Lauren Waldron is the Marketing and Communications Specialist for the National Association of Social Workers (NASW). At NASW, she is responsible for the marketing, public affairs, and sales to advance the Social Work Profession and products. In March 2017, Lauren was appointed by the District of Columbia Mayor, Muriel Bowser, to serve as the Commissioner for the Commission on National and Community Service (SERVE DC). She provides strategic counsel to the Women in Government Relations Board and Executive Director by executing the vision of the organization from a communications and marketing standpoint on the Communications and Public Relations Committee. Lauren also serves on the Communications and Outreach Committee for the Juvenile Diabetes Research Foundation International Office. In addition, Lauren is the Founder and Director of Leading Ladies, which is an action tank established to empower innovation and inspiration in female leadership for “her” career, community, and culture, which has 440 members from across the DMV communities. Starting her activism early, Lauren worked on Tim Kaine’s campaign for U.S. Senate in Virginia in 2012 where she was responsible for field strategy in Richmond. She then interned on Capitol Hill during the Summer of 2013 for Representative Gerald Connolly of Virginia’s 11th District and at the Embassy of Australia in the Congressional Liaison Office. In 2014, Lauren had the honor and privilege of interning at the Department of State in the Bureau of Public Affairs, Office of Press Relations and was then offered a position while in college at State in the Bureau of Administration, a position she still currently serves. She graduated from George Mason University Cum Laude in Political Communication and American Government. Lauren happily resides in Dupont Circle with her West Highland White Terrier, King Henry.
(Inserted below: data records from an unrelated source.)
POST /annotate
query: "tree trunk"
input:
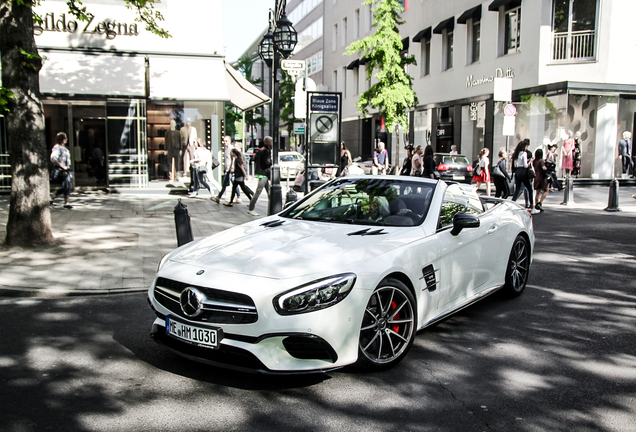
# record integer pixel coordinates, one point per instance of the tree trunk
(29, 221)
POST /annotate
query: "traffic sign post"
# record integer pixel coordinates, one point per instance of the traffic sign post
(324, 114)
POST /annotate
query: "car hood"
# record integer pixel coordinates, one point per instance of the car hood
(293, 249)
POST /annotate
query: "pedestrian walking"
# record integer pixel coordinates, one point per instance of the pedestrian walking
(428, 166)
(238, 169)
(500, 175)
(417, 162)
(345, 161)
(227, 177)
(521, 164)
(62, 172)
(482, 174)
(262, 171)
(407, 164)
(541, 185)
(200, 165)
(380, 160)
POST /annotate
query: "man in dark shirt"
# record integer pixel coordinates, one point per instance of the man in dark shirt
(263, 165)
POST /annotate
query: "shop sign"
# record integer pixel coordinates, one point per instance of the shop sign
(499, 73)
(445, 131)
(473, 111)
(111, 29)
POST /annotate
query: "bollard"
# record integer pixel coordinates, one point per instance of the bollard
(568, 191)
(182, 223)
(612, 202)
(291, 195)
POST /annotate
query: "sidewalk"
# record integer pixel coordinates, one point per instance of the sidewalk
(112, 243)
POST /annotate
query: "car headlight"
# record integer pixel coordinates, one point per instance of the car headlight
(316, 295)
(162, 262)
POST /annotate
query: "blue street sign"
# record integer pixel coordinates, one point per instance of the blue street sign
(324, 103)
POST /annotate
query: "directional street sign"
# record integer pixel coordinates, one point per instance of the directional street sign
(324, 127)
(292, 65)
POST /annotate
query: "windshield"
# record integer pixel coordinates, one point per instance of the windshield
(361, 201)
(290, 158)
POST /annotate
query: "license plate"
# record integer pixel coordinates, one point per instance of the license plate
(203, 337)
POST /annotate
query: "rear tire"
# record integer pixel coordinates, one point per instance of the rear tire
(518, 268)
(388, 326)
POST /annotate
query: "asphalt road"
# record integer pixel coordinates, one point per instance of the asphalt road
(562, 357)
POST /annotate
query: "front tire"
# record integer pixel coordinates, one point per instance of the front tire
(518, 268)
(388, 326)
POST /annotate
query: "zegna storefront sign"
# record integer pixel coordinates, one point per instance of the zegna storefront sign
(499, 73)
(111, 29)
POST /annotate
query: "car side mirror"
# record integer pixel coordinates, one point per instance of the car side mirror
(463, 220)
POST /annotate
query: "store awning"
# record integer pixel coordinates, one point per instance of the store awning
(92, 73)
(494, 6)
(187, 78)
(447, 24)
(472, 13)
(422, 34)
(243, 93)
(405, 44)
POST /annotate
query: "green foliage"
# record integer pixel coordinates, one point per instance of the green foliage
(287, 90)
(393, 94)
(5, 98)
(254, 116)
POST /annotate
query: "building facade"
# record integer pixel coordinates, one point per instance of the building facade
(129, 100)
(570, 63)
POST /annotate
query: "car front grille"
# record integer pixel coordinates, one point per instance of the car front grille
(220, 307)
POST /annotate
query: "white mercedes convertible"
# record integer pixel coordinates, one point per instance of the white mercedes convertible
(346, 275)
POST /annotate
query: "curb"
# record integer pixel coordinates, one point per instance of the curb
(15, 292)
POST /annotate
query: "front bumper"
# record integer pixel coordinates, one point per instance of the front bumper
(317, 341)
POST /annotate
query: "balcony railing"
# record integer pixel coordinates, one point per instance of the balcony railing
(574, 46)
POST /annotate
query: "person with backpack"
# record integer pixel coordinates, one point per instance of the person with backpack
(263, 159)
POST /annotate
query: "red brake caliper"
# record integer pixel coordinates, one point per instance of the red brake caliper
(395, 327)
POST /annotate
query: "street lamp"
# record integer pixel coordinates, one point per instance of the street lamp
(279, 42)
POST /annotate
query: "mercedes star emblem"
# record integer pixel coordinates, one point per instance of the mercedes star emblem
(191, 300)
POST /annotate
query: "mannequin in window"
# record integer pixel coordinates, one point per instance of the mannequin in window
(576, 164)
(173, 147)
(567, 153)
(625, 152)
(188, 140)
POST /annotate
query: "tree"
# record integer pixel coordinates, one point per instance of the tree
(393, 94)
(29, 221)
(253, 116)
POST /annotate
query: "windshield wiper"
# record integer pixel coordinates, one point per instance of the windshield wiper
(368, 231)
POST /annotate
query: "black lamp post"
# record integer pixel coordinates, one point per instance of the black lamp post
(280, 42)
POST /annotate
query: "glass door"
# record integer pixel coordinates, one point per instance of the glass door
(127, 146)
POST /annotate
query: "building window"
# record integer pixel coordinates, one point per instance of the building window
(574, 30)
(344, 82)
(447, 59)
(512, 30)
(356, 24)
(334, 38)
(345, 30)
(356, 81)
(474, 41)
(425, 63)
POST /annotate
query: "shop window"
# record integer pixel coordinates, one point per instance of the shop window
(474, 41)
(574, 30)
(334, 37)
(448, 40)
(512, 30)
(425, 62)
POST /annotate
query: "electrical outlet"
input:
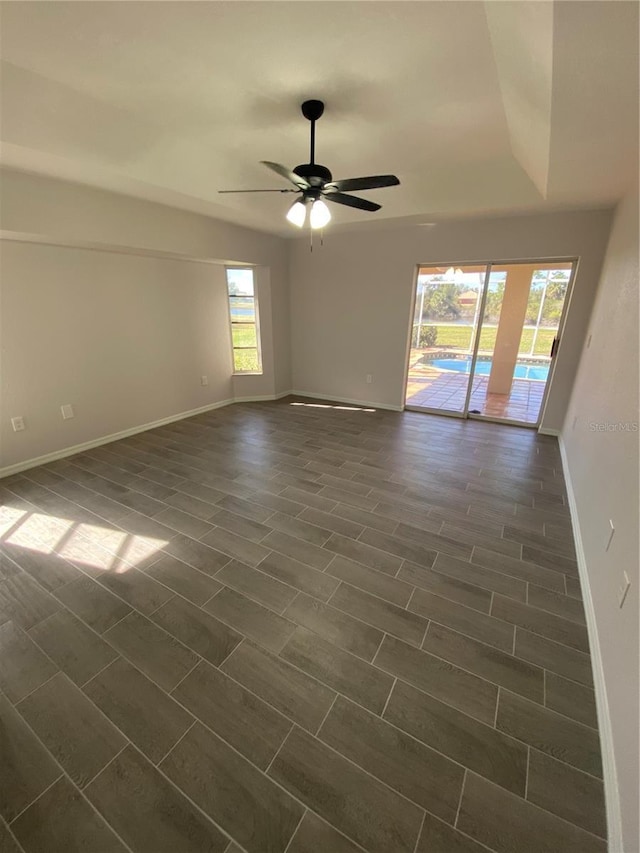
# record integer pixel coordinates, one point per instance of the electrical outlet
(623, 589)
(611, 532)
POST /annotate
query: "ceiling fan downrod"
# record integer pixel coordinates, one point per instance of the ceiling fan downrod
(312, 111)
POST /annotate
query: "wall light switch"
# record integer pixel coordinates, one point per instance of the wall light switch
(623, 589)
(611, 532)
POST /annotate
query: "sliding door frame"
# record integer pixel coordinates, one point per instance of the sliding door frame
(465, 414)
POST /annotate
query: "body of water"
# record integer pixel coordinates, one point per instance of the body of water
(483, 368)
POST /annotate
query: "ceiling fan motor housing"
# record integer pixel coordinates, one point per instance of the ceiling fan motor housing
(316, 174)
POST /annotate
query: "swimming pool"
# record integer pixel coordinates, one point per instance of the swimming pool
(483, 367)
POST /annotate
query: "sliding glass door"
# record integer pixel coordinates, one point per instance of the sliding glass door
(443, 336)
(483, 338)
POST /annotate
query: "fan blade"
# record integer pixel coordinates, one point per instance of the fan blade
(373, 182)
(353, 201)
(296, 180)
(258, 191)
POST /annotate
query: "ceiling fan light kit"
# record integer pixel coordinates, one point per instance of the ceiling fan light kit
(315, 182)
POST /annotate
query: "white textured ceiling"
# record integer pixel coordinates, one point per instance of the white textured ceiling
(478, 107)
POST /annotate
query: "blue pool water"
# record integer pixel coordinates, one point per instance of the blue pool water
(483, 368)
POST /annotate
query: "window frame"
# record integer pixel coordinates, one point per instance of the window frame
(255, 322)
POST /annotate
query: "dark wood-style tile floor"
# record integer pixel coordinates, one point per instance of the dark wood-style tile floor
(291, 627)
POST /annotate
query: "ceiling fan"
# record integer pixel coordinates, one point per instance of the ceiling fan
(315, 182)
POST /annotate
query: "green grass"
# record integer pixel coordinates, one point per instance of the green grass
(459, 337)
(245, 360)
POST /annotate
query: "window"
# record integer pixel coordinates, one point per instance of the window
(245, 328)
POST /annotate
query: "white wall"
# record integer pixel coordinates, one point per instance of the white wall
(104, 304)
(351, 299)
(602, 467)
(124, 339)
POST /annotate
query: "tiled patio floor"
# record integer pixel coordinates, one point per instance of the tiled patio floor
(444, 389)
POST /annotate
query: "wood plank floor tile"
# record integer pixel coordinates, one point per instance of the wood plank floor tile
(467, 621)
(197, 630)
(23, 666)
(315, 834)
(149, 813)
(196, 554)
(496, 666)
(61, 819)
(27, 767)
(184, 522)
(72, 728)
(522, 826)
(137, 589)
(439, 678)
(24, 602)
(376, 520)
(297, 549)
(257, 585)
(549, 732)
(554, 656)
(571, 699)
(446, 587)
(373, 558)
(365, 684)
(479, 576)
(290, 558)
(238, 797)
(541, 622)
(93, 604)
(139, 708)
(335, 626)
(439, 837)
(247, 617)
(295, 694)
(181, 578)
(372, 581)
(299, 575)
(235, 546)
(408, 766)
(567, 793)
(383, 615)
(77, 650)
(518, 569)
(234, 713)
(356, 803)
(555, 602)
(155, 652)
(476, 745)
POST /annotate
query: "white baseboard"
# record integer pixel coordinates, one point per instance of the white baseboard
(611, 792)
(262, 398)
(365, 404)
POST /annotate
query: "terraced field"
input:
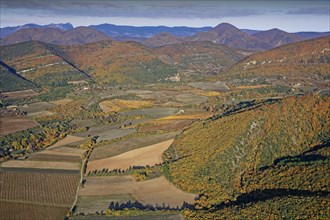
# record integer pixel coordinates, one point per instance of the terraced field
(9, 125)
(149, 155)
(37, 193)
(114, 149)
(18, 94)
(44, 185)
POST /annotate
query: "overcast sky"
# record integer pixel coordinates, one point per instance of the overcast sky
(292, 15)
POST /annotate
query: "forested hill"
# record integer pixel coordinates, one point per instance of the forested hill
(240, 163)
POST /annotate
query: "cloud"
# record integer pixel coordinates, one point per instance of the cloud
(311, 11)
(146, 9)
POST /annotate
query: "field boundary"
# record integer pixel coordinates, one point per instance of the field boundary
(33, 203)
(82, 172)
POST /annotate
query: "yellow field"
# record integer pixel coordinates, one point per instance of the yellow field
(67, 140)
(206, 93)
(13, 124)
(149, 155)
(62, 101)
(117, 105)
(41, 164)
(186, 117)
(251, 87)
(154, 191)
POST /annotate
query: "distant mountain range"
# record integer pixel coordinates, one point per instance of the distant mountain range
(224, 33)
(79, 35)
(4, 32)
(304, 59)
(146, 31)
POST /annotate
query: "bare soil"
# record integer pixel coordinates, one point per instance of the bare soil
(149, 155)
(9, 125)
(66, 141)
(114, 149)
(156, 191)
(41, 164)
(18, 94)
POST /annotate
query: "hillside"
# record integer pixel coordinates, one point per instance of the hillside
(79, 35)
(10, 81)
(161, 40)
(203, 57)
(231, 36)
(310, 35)
(243, 162)
(40, 63)
(119, 62)
(305, 59)
(145, 31)
(277, 37)
(4, 32)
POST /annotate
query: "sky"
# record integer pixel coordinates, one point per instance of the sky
(291, 15)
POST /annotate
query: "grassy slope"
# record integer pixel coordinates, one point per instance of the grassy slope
(219, 156)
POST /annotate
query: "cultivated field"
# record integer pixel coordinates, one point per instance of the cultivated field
(41, 164)
(152, 112)
(36, 195)
(109, 132)
(38, 107)
(55, 157)
(61, 101)
(18, 94)
(165, 125)
(190, 98)
(65, 151)
(155, 191)
(93, 203)
(40, 114)
(110, 135)
(70, 139)
(9, 125)
(217, 86)
(149, 155)
(36, 187)
(27, 211)
(117, 105)
(120, 147)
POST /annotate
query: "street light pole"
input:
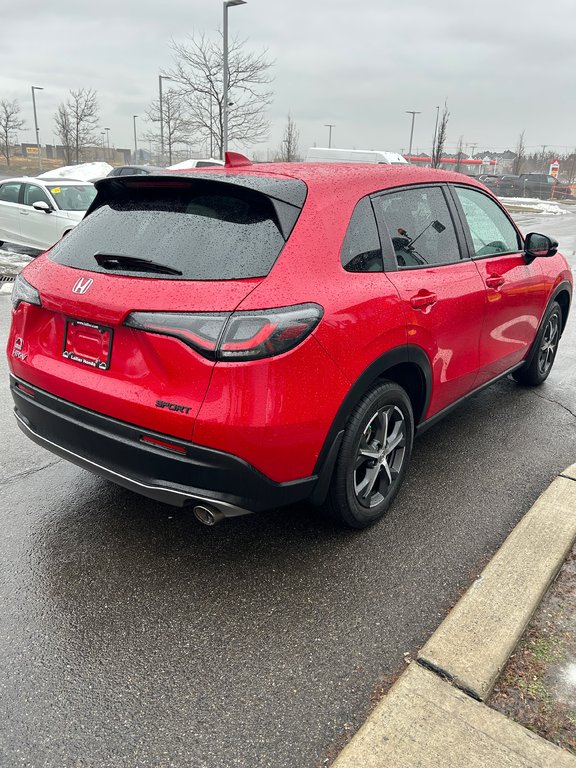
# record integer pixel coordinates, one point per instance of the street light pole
(161, 105)
(135, 140)
(413, 113)
(329, 126)
(37, 88)
(435, 132)
(227, 4)
(108, 143)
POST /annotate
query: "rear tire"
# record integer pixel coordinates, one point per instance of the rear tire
(373, 457)
(544, 349)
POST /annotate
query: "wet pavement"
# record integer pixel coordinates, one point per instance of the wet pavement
(131, 636)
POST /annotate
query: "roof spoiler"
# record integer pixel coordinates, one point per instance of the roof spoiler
(235, 160)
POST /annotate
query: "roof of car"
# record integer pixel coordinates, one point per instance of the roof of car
(362, 177)
(47, 181)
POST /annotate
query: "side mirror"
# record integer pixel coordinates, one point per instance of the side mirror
(42, 205)
(539, 245)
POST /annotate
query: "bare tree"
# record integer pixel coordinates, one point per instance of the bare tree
(76, 119)
(175, 121)
(438, 149)
(520, 155)
(459, 155)
(10, 122)
(572, 172)
(289, 146)
(198, 70)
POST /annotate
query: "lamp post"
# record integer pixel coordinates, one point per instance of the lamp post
(227, 4)
(435, 132)
(329, 126)
(108, 143)
(135, 140)
(413, 113)
(161, 103)
(37, 88)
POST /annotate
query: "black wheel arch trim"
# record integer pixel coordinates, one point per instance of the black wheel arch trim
(562, 287)
(408, 353)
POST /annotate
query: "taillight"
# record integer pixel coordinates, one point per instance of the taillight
(234, 336)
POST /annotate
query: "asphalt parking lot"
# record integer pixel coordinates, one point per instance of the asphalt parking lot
(130, 635)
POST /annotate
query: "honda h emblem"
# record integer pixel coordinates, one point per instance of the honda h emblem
(81, 285)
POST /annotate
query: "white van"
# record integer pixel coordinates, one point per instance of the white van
(325, 155)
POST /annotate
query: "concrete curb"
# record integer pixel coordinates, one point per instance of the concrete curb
(474, 642)
(468, 651)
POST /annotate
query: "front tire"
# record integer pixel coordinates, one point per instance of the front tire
(545, 348)
(373, 457)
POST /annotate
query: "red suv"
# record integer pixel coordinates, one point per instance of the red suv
(255, 335)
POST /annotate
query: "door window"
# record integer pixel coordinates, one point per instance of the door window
(34, 194)
(361, 251)
(9, 192)
(421, 227)
(491, 230)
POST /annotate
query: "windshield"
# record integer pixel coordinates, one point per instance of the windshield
(208, 231)
(73, 198)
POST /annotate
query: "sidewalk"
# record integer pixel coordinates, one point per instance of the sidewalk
(435, 715)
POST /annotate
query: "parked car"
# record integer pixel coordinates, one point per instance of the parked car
(195, 162)
(242, 338)
(508, 186)
(543, 186)
(134, 170)
(334, 155)
(37, 212)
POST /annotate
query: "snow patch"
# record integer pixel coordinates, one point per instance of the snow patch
(533, 202)
(81, 172)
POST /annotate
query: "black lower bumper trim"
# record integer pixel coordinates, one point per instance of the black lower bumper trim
(113, 450)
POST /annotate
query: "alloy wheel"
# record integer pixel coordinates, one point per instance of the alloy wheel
(549, 344)
(380, 456)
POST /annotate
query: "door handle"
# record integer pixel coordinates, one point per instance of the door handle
(495, 281)
(423, 299)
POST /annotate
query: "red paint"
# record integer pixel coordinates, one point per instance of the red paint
(275, 413)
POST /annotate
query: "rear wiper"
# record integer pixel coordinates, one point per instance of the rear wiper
(133, 264)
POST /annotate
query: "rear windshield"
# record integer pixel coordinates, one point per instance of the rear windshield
(205, 230)
(73, 198)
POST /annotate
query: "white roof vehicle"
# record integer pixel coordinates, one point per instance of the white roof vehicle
(333, 155)
(36, 212)
(195, 162)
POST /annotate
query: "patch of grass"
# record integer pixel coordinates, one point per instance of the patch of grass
(537, 690)
(545, 649)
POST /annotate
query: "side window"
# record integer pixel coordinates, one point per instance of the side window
(420, 226)
(491, 230)
(9, 192)
(361, 251)
(34, 194)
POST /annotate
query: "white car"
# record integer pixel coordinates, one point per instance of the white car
(36, 213)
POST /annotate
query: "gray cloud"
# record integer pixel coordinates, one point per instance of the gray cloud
(503, 65)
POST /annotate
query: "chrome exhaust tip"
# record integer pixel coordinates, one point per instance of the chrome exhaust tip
(207, 515)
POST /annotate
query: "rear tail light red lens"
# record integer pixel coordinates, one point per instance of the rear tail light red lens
(234, 336)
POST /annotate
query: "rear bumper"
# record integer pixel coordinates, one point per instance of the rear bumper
(114, 450)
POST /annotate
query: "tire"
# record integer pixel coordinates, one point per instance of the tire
(363, 486)
(543, 353)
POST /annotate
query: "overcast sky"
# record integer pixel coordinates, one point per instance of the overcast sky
(502, 65)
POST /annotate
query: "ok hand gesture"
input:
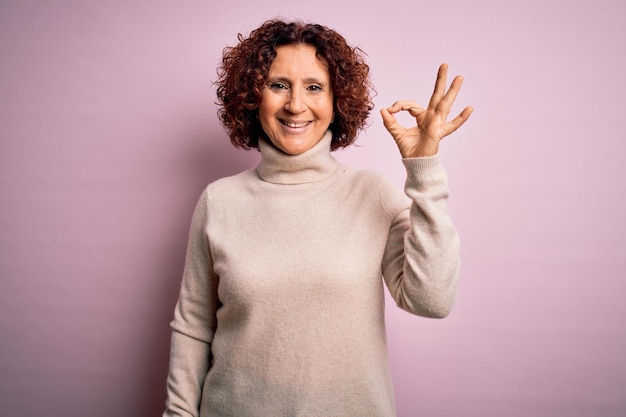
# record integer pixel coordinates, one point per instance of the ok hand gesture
(431, 127)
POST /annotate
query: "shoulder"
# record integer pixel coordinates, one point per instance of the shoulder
(388, 195)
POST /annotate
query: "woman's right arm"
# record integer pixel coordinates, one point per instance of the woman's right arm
(194, 322)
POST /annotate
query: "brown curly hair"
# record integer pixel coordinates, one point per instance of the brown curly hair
(244, 69)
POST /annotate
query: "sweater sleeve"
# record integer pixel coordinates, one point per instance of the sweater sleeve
(193, 324)
(422, 256)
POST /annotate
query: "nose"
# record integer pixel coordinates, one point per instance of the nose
(296, 101)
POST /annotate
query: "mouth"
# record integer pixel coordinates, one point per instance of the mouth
(294, 125)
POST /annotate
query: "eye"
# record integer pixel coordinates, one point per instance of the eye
(278, 86)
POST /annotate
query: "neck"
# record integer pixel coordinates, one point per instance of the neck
(314, 165)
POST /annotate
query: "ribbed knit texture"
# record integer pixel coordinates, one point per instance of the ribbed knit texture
(281, 308)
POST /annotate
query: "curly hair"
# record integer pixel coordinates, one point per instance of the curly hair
(244, 69)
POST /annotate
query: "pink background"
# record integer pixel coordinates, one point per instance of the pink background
(108, 134)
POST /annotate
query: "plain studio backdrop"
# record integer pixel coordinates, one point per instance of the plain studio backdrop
(108, 134)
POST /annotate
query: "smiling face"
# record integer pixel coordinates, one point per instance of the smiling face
(297, 103)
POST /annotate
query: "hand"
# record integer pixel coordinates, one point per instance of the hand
(423, 139)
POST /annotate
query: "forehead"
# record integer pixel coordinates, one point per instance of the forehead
(297, 60)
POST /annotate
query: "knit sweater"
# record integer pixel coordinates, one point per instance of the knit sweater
(281, 307)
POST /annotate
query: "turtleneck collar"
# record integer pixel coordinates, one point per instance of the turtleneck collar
(314, 165)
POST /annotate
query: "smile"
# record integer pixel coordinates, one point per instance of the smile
(294, 124)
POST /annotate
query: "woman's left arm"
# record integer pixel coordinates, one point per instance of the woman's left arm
(422, 257)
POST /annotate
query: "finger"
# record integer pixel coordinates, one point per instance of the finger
(458, 121)
(440, 86)
(391, 123)
(445, 104)
(403, 105)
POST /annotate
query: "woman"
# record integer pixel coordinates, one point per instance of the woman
(281, 304)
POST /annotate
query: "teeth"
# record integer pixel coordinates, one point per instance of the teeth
(294, 125)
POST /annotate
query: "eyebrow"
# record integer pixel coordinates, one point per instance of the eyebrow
(310, 80)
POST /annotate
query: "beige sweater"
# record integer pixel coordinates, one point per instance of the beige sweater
(281, 308)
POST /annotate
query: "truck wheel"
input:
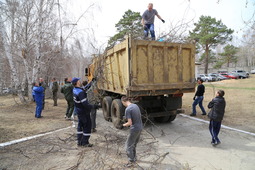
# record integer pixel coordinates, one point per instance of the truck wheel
(171, 118)
(162, 119)
(165, 119)
(117, 112)
(106, 107)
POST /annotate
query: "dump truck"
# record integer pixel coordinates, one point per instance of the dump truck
(153, 74)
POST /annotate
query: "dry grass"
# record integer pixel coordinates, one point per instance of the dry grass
(239, 96)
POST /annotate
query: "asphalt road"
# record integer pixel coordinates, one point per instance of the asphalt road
(181, 144)
(188, 143)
Steven H. Weinberger is an associate professor of linguistics in the department of English at George Mason University. He earned his PhD in linguistics in 1988 from the University of Washington, and has taught at George Mason University since 1989. He teaches graduate and undergraduate level courses in phonetics, phonology, second language acquisition, and psycholinguistics. His principle research deals with language sound systems, adult second language learning, and foreign accents, He has published extensively and has given numerous papers on second language pronunciation and linguistic theory.
Dr. Patrice Winter, PT, DPT, MHA, FAAOMPT, is an assistant professor at George Mason University in the Department of Global and Community Health where she teaches health related curriculum with emphasis in public health, healthy living and aging well. She is Practicum Coordinator for the Masters of Public Health program placing students regionally as well as internationally. She was the Life Planning/Eldercare Coordinator at Mason from 2007-2014. She continues to be actively involved in health promotion programs across the university. Dr. Winter practiced physical therapy for over 35 years and was a spokesperson for the American Physical Therapy Association for almost twenty years. She currently holds an appointed position on the Fairfax County Health and Human Services Council.